The report sees sustainable development as an effective approach to meeting the requirements of the present without impacting on the ability of future generations to satisfy their own needs. It encourages The United Nations, Governments and Businesses to make sustainable development a central doctrine. Sustainable development seeks to balance the needs of the present without jeopardising the prospects of future generations. It’s a global concept with implications for businesses at the highest strategic level.
The awareness of sustainable development increased substantially after this report, businesses began to scrutinise the impact of their operations as well as supply network activities that have societal and environmental effects. Along these lines, sustainable development has now been absorbed and translated by businesses into the three pillars of sustainability known as social, economic and environmental. These pillars should be of equal significance in terms of appraising business performance, and all three must be in equilibrium for long-run business viability. However, the drive for cost efficiencies has led to an acceleration in international and global sourcing. As a result, the extended supply chains of businesses have had a substantial impact on the social and environmental pillars.

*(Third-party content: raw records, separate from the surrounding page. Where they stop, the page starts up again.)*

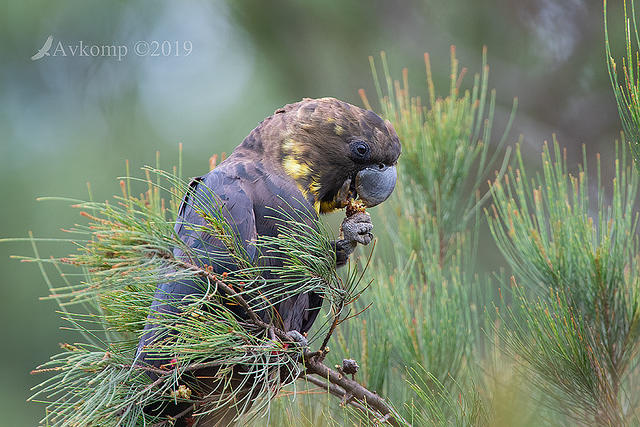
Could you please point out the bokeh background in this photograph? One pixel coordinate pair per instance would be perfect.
(66, 121)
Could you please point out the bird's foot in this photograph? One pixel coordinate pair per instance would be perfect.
(299, 339)
(357, 229)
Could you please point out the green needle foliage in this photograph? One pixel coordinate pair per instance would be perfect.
(578, 336)
(425, 287)
(625, 79)
(124, 250)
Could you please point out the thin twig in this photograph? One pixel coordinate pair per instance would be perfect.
(339, 383)
(358, 391)
(335, 390)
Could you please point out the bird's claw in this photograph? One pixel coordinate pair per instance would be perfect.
(357, 228)
(298, 338)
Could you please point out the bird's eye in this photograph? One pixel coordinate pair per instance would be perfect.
(360, 150)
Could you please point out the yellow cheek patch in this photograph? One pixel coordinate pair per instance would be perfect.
(292, 147)
(295, 169)
(326, 207)
(314, 188)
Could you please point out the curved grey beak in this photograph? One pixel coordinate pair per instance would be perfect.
(374, 184)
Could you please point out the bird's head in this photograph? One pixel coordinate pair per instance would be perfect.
(332, 149)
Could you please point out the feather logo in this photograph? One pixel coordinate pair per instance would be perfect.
(44, 50)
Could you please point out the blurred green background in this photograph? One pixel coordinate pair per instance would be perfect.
(66, 121)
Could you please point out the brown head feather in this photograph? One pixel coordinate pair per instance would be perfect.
(309, 141)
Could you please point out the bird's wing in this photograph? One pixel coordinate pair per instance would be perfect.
(220, 192)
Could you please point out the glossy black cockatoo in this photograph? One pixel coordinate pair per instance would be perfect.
(312, 155)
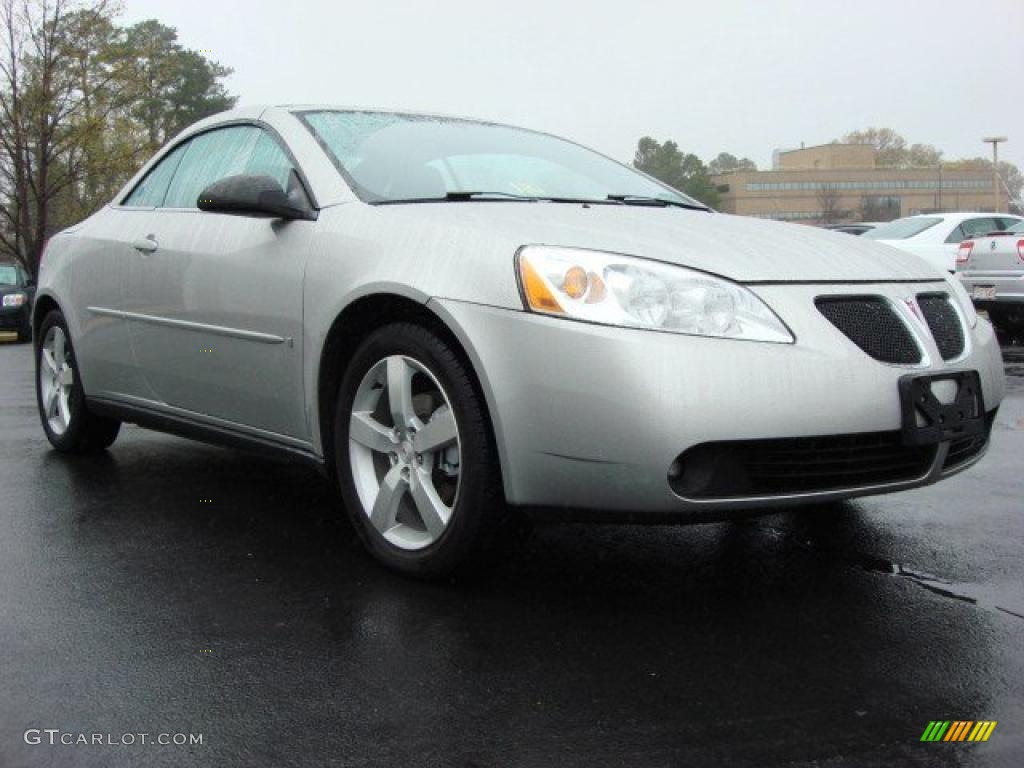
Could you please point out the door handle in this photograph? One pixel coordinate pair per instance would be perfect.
(148, 244)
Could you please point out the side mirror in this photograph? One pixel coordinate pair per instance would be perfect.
(252, 195)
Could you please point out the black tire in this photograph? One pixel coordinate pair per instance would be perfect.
(479, 514)
(86, 431)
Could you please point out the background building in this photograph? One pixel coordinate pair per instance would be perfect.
(835, 183)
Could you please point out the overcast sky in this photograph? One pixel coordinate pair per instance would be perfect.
(718, 75)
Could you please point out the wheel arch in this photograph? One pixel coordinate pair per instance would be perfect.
(42, 304)
(372, 310)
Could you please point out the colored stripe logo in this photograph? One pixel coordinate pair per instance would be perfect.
(958, 730)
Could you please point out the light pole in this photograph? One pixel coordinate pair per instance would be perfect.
(994, 141)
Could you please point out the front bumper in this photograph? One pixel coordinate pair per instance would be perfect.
(592, 418)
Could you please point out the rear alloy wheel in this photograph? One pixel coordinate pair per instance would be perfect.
(69, 425)
(414, 455)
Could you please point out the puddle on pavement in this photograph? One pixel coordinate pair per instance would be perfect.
(982, 596)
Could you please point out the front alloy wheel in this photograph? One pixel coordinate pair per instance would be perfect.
(69, 424)
(56, 380)
(414, 454)
(404, 452)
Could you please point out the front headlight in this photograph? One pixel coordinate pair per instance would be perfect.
(626, 291)
(964, 299)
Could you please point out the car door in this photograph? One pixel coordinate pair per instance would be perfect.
(104, 252)
(214, 301)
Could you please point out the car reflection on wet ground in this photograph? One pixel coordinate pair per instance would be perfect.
(173, 587)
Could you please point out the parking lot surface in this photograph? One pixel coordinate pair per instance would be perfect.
(169, 587)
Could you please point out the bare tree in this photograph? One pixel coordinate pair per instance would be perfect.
(36, 101)
(829, 202)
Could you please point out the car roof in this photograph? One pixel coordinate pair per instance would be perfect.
(255, 112)
(960, 215)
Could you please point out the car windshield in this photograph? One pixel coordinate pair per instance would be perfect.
(902, 228)
(393, 158)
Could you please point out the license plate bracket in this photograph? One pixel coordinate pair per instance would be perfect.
(927, 420)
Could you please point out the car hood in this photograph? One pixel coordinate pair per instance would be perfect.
(735, 247)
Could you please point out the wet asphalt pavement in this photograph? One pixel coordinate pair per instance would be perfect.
(170, 587)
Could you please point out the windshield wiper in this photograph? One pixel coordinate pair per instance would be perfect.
(642, 200)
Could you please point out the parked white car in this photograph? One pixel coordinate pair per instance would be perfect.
(992, 270)
(936, 237)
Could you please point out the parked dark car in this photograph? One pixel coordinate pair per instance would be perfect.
(16, 292)
(860, 228)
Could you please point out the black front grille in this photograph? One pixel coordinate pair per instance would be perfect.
(798, 465)
(944, 322)
(872, 325)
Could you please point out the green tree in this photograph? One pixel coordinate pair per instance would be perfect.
(169, 87)
(726, 163)
(677, 169)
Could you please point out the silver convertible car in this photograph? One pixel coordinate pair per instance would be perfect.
(461, 323)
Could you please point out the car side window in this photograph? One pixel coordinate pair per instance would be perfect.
(151, 190)
(956, 235)
(977, 227)
(222, 153)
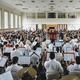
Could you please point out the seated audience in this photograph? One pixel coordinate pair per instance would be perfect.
(14, 68)
(53, 68)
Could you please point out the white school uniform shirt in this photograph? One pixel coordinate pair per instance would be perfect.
(15, 66)
(28, 47)
(53, 65)
(50, 47)
(21, 44)
(70, 68)
(16, 52)
(43, 45)
(74, 42)
(67, 47)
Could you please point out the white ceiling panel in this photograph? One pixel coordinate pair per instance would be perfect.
(45, 5)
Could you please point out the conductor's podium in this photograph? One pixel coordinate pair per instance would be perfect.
(32, 72)
(70, 77)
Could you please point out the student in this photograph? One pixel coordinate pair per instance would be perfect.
(14, 68)
(53, 68)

The movement of goods from point of production to point of consumption have an impact on the environment whilst the drive for cheaper inputs have a direct impact on living standards. To eliminate this impact and ensure all levels of the supply network is acting in a sustainable and responsible way, businesses should map their supply networks and engage with suppliers to improve their performance and truly have a positive impact on sustainability. In this context, procurement is strategically and uniquely placed to develop and deliver supply networks that embraces and integrates the concepts of sustainability into the fabric of their operations.
Procurement can maintain best practice and drive change across the extended enterprise due to its detailed knowledge of business performance metrics that needs to be embraced and adopted by supply network participants. From a strategic perspective, incorporating sustainability criteria in the supplier selection, award and management processes can minimise or eliminate the negative impact supply networks have on sustainability. This will require procurement to track and verify supplier performance through effective supplier management approaches. Procurement must continue to scan the supply market for new technology and innovation that facilitates sustainability whilst also avoiding procurement practices that inhibits sustainability and increase vulnerability.
The sources of supply are key to overall business performance and therefore, sustainability is not only about the three pillars, but also the about the future of the business. If the components of sustainability are properly addressed, it can help businesses secure their future, improve efficiency, bolster profit, enhance their reputation and increase its attractiveness.
As we have seen recently, sustainability is a topical issue that continues to grab media headlines. There are much more businesses can do, and this will require effective utilisation of procurement. Therefore, the procurement professional needs to be knowledgeable about legislative standards as well political, social and economic elements that facilitates sustainability. Procurement needs to take the lead and continue to build its reputation as a strategic function.